The Hill has an article today detailing infighting within the Democrats over what to do with the 2001/2003 tax cuts. The position expressed by President Obama and many Democrats for years has been to extend the tax cuts only for people making less than $250,000, but a growing contingent seems to favor upping that threshold to $1 million, including House Minority Leader Nancy Pelosi (D-CA). Luckily, there has already been some pushback to this idea (see here, here, and here).

The $250,000 definition for the middle class is already higher than it should be, accounting for about 80 percent of the cost of the $4.6 trillion tax cuts. In other words, letting the upper-income tax cuts expire will result in foregone revenue loss of about $900 billion. A rough estimate of moving that threshold from $250,000 to $1 million would result in only about $400 billion of that $900 billion being realized, meaning that about 90 percent of the total costs of extending all the tax cuts would be added to the debt.
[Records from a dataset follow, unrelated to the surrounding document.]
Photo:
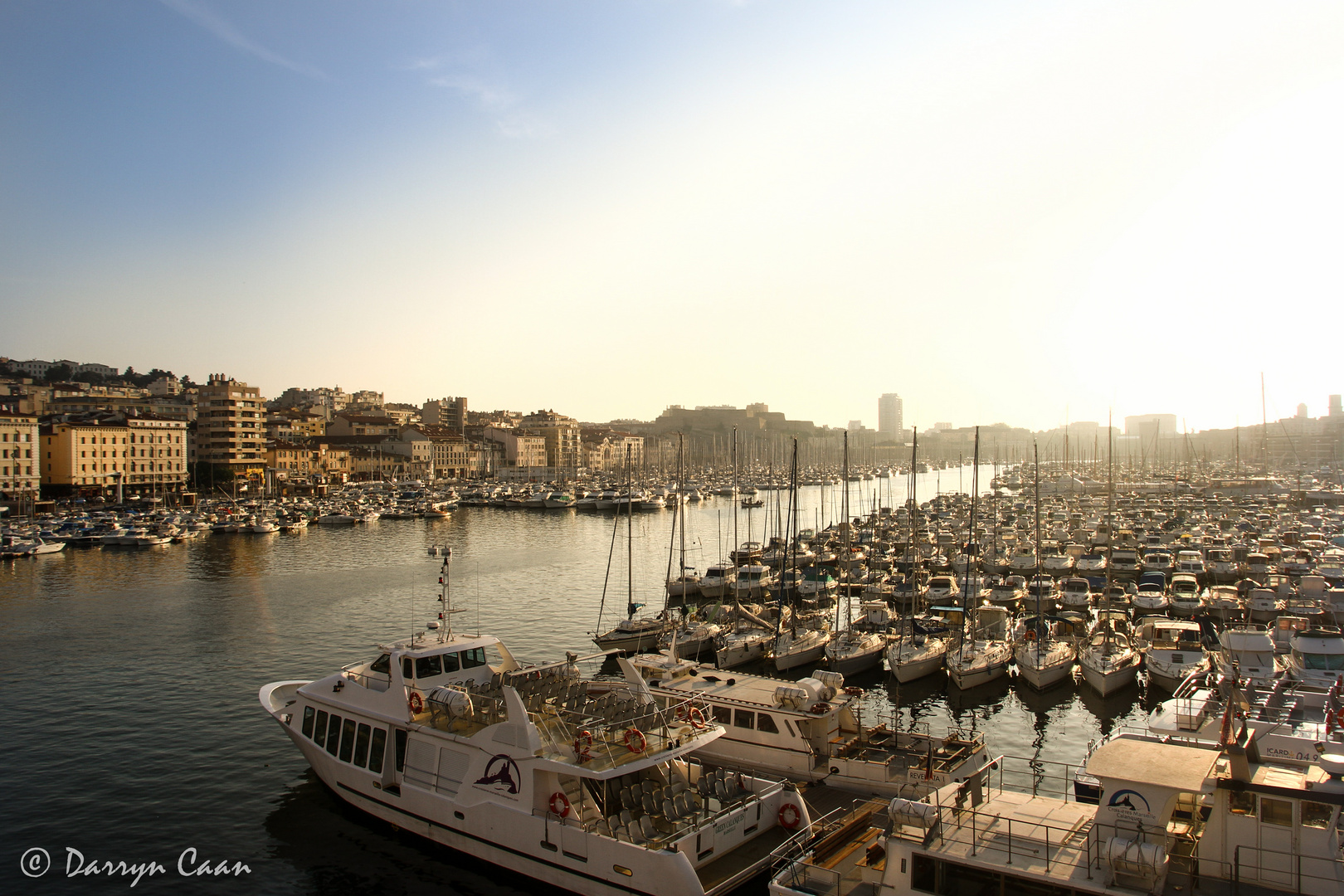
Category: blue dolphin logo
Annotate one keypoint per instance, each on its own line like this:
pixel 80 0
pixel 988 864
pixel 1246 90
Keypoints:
pixel 500 770
pixel 1125 800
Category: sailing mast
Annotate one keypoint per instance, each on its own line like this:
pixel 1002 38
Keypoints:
pixel 1036 583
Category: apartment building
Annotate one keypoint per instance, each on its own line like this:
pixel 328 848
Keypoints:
pixel 19 468
pixel 561 434
pixel 95 453
pixel 520 449
pixel 230 426
pixel 449 451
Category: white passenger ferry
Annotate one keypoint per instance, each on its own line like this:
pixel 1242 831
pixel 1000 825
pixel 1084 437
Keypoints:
pixel 810 730
pixel 577 783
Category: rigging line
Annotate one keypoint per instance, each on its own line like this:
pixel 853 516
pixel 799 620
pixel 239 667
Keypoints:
pixel 608 578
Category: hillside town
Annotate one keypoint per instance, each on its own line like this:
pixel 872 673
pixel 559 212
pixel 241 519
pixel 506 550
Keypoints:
pixel 89 430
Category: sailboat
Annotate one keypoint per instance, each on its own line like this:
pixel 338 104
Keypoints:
pixel 1108 657
pixel 687 582
pixel 1043 659
pixel 850 649
pixel 631 635
pixel 984 652
pixel 804 641
pixel 919 649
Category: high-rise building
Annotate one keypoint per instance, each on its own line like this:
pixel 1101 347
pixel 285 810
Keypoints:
pixel 230 425
pixel 446 411
pixel 890 414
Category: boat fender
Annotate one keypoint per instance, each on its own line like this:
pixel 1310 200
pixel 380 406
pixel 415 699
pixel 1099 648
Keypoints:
pixel 583 747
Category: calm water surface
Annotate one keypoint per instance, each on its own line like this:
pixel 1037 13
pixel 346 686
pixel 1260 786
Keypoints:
pixel 128 684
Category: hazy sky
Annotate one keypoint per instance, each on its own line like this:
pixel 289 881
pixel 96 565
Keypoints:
pixel 1003 212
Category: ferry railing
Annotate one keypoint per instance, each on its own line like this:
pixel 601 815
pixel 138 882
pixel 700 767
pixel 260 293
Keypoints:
pixel 1249 865
pixel 1034 776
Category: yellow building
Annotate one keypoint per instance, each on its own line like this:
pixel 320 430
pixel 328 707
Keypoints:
pixel 100 451
pixel 19 469
pixel 304 462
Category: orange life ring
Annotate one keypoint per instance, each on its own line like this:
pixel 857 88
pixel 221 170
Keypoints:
pixel 561 804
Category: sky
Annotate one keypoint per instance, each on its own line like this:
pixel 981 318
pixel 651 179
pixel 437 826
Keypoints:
pixel 1025 212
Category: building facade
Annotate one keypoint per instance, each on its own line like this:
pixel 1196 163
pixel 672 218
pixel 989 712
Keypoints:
pixel 446 411
pixel 562 438
pixel 891 414
pixel 230 426
pixel 99 453
pixel 21 455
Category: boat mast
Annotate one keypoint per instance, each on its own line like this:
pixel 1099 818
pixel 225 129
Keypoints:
pixel 629 535
pixel 1036 583
pixel 845 504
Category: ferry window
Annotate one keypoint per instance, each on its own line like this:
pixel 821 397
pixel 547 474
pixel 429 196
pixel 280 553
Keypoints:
pixel 1316 815
pixel 320 733
pixel 362 746
pixel 923 874
pixel 1276 811
pixel 960 880
pixel 347 740
pixel 377 748
pixel 1019 887
pixel 334 735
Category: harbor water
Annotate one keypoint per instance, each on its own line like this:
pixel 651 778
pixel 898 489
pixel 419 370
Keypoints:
pixel 129 684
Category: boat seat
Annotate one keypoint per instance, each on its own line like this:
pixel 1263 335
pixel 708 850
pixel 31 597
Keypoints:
pixel 648 829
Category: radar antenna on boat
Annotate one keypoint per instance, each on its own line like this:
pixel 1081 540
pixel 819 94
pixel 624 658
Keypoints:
pixel 444 622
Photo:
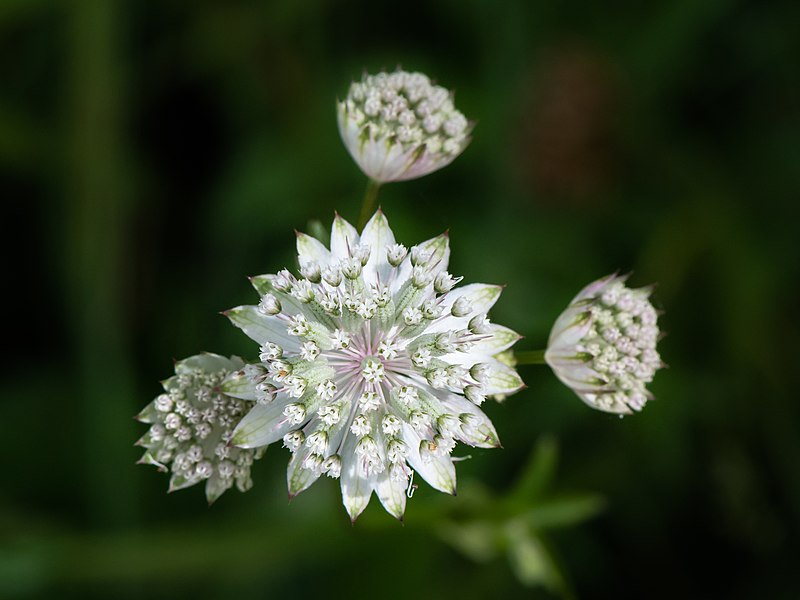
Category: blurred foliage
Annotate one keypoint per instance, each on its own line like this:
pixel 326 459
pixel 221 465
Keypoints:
pixel 153 155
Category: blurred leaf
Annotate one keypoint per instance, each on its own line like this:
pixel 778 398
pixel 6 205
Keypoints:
pixel 537 474
pixel 564 512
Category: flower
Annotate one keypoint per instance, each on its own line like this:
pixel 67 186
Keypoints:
pixel 604 346
pixel 191 425
pixel 399 126
pixel 372 363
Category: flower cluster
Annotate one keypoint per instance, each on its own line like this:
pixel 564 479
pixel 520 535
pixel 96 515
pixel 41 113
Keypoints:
pixel 372 363
pixel 191 426
pixel 399 126
pixel 604 346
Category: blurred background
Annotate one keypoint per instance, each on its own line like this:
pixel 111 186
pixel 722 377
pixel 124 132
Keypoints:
pixel 155 154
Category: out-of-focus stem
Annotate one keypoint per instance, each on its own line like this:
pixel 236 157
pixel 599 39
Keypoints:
pixel 368 205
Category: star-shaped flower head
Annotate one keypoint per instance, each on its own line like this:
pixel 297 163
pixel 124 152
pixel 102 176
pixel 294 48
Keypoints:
pixel 373 363
pixel 604 346
pixel 191 425
pixel 399 126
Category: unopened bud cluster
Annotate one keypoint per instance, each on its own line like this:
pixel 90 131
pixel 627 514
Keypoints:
pixel 191 428
pixel 400 126
pixel 604 346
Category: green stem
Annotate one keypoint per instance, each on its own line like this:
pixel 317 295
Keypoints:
pixel 530 357
pixel 368 205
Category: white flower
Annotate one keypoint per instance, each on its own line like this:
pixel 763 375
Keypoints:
pixel 192 423
pixel 399 126
pixel 604 346
pixel 368 389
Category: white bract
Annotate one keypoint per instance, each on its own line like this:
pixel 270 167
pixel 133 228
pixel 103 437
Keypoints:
pixel 372 370
pixel 399 126
pixel 192 424
pixel 604 346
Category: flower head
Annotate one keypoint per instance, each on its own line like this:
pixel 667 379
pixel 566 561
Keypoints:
pixel 191 427
pixel 401 358
pixel 604 346
pixel 399 126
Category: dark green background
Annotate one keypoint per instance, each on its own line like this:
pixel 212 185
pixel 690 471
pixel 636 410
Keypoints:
pixel 154 154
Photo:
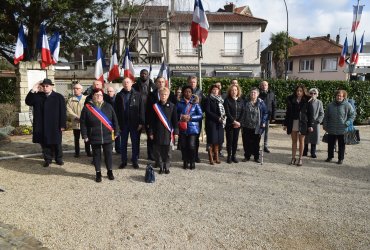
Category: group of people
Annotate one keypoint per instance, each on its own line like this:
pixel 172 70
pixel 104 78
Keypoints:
pixel 103 118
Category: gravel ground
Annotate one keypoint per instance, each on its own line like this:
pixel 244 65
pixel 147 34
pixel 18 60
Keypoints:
pixel 239 206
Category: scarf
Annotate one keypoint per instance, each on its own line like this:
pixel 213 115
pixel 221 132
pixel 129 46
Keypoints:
pixel 220 103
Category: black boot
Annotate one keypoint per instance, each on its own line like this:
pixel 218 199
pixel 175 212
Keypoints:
pixel 185 166
pixel 110 175
pixel 313 151
pixel 305 150
pixel 98 177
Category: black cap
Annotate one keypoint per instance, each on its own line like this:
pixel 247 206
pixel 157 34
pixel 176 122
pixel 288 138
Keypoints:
pixel 47 81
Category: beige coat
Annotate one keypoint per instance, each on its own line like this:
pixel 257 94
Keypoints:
pixel 74 108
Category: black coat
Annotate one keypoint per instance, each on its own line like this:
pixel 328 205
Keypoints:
pixel 270 102
pixel 214 128
pixel 136 109
pixel 49 117
pixel 234 110
pixel 305 114
pixel 161 134
pixel 94 129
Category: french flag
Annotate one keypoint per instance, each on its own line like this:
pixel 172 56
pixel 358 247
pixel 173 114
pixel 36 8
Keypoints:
pixel 113 67
pixel 163 72
pixel 343 55
pixel 46 58
pixel 20 46
pixel 54 44
pixel 99 73
pixel 128 67
pixel 357 12
pixel 199 25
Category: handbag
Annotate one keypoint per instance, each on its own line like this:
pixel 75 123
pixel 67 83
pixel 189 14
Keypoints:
pixel 325 138
pixel 183 126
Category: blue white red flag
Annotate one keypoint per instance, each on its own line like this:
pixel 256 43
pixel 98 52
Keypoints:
pixel 164 72
pixel 46 58
pixel 20 46
pixel 113 66
pixel 354 52
pixel 99 73
pixel 357 12
pixel 128 67
pixel 54 44
pixel 343 55
pixel 199 25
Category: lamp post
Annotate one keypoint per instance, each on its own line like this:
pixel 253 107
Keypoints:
pixel 286 42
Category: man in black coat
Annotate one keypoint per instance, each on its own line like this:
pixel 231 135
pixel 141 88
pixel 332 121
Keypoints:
pixel 130 111
pixel 269 99
pixel 49 120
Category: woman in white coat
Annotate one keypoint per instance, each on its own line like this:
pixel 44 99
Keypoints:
pixel 313 138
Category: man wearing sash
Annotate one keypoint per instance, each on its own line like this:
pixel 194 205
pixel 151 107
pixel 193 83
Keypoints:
pixel 162 129
pixel 99 126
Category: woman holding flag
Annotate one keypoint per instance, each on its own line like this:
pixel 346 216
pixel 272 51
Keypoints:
pixel 99 126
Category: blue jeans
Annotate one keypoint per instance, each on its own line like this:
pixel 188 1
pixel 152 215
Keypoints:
pixel 135 143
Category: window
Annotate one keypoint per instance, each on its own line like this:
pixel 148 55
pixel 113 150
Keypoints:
pixel 306 65
pixel 186 46
pixel 155 41
pixel 329 64
pixel 233 43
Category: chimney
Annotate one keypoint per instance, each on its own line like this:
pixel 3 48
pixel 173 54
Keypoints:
pixel 230 7
pixel 337 39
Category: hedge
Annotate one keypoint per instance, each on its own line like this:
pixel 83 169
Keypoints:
pixel 357 90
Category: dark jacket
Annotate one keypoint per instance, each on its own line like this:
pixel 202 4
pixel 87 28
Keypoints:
pixel 270 101
pixel 156 128
pixel 195 114
pixel 305 114
pixel 234 110
pixel 49 117
pixel 94 129
pixel 214 128
pixel 135 110
pixel 263 116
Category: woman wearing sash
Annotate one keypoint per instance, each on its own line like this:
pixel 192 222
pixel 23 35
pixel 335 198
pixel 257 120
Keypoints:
pixel 98 125
pixel 162 128
pixel 189 113
pixel 215 123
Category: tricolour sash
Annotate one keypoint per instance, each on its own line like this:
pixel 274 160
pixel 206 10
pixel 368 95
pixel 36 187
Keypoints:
pixel 101 116
pixel 163 118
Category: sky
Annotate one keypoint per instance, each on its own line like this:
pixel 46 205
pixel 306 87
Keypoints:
pixel 306 17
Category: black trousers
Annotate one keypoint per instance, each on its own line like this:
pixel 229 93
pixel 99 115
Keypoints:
pixel 232 136
pixel 77 135
pixel 251 143
pixel 50 150
pixel 188 147
pixel 341 146
pixel 107 150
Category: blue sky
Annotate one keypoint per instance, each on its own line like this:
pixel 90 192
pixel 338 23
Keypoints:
pixel 306 17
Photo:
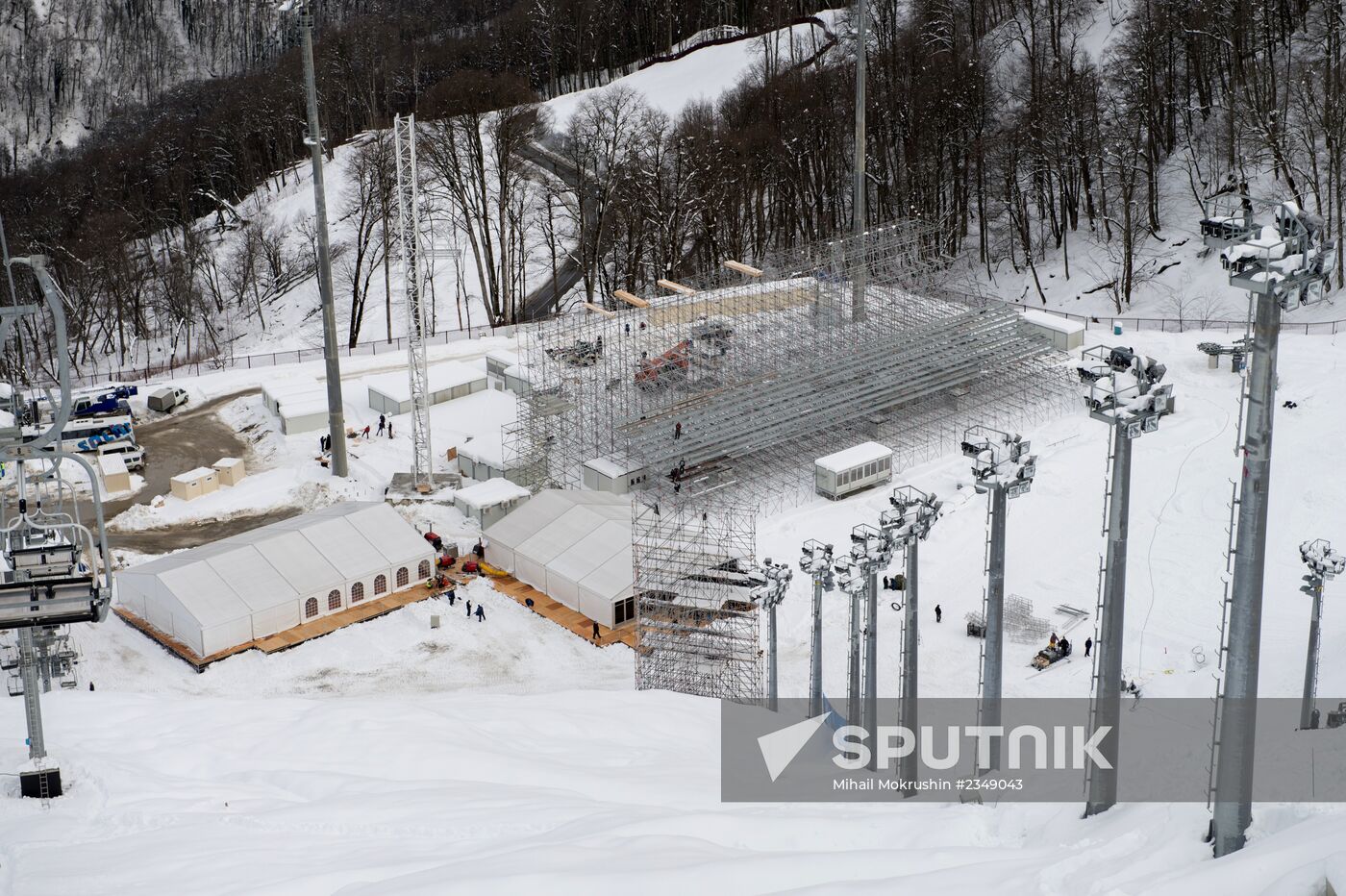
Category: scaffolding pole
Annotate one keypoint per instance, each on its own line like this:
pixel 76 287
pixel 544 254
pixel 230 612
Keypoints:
pixel 410 236
pixel 992 662
pixel 1238 694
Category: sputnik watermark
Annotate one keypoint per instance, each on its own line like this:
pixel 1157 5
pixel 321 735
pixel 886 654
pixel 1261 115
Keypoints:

It would be bad news for our fiscal situation if the negotiation over the tax cuts will simply be about deficit financing either $4 trillion or $4.6 trillion. Neither party is taking a responsible position on taxes, and it will lead us into trouble. Our fiscal hole is very deep if we extend all the tax cuts, and it wouldn't get much shallower at the $250,000 threshold. At a $1 million threshold, it would barely make a difference.


Note: Tax cuts extended below $1M is a rough estimate 

In addition, the framework of extending tax cuts at a certain income level misses the point. Having distributional goals makes sense, but drawing strict lines in the sand will ultimately do more harm than good. A better focus would be on improving the tax code with an eye towards the distribution and revenue levels that are desired.

The Simpson-Bowles tax reform plan did just that, raising revenue from tax reform while ending up with a more progressive tax code (see here for a distributional table of Simpson-Bowles). It won't be easy to achieve a reform plan that does this, but it would be much more constructive to this kind of debate than to fight about whether we will extend 80 percent, 90 percent, or 100 percent of the tax cuts. We will need to get significant revenue as part of a deficit reduction plan, but the rhetoric from both sides so far is not promising.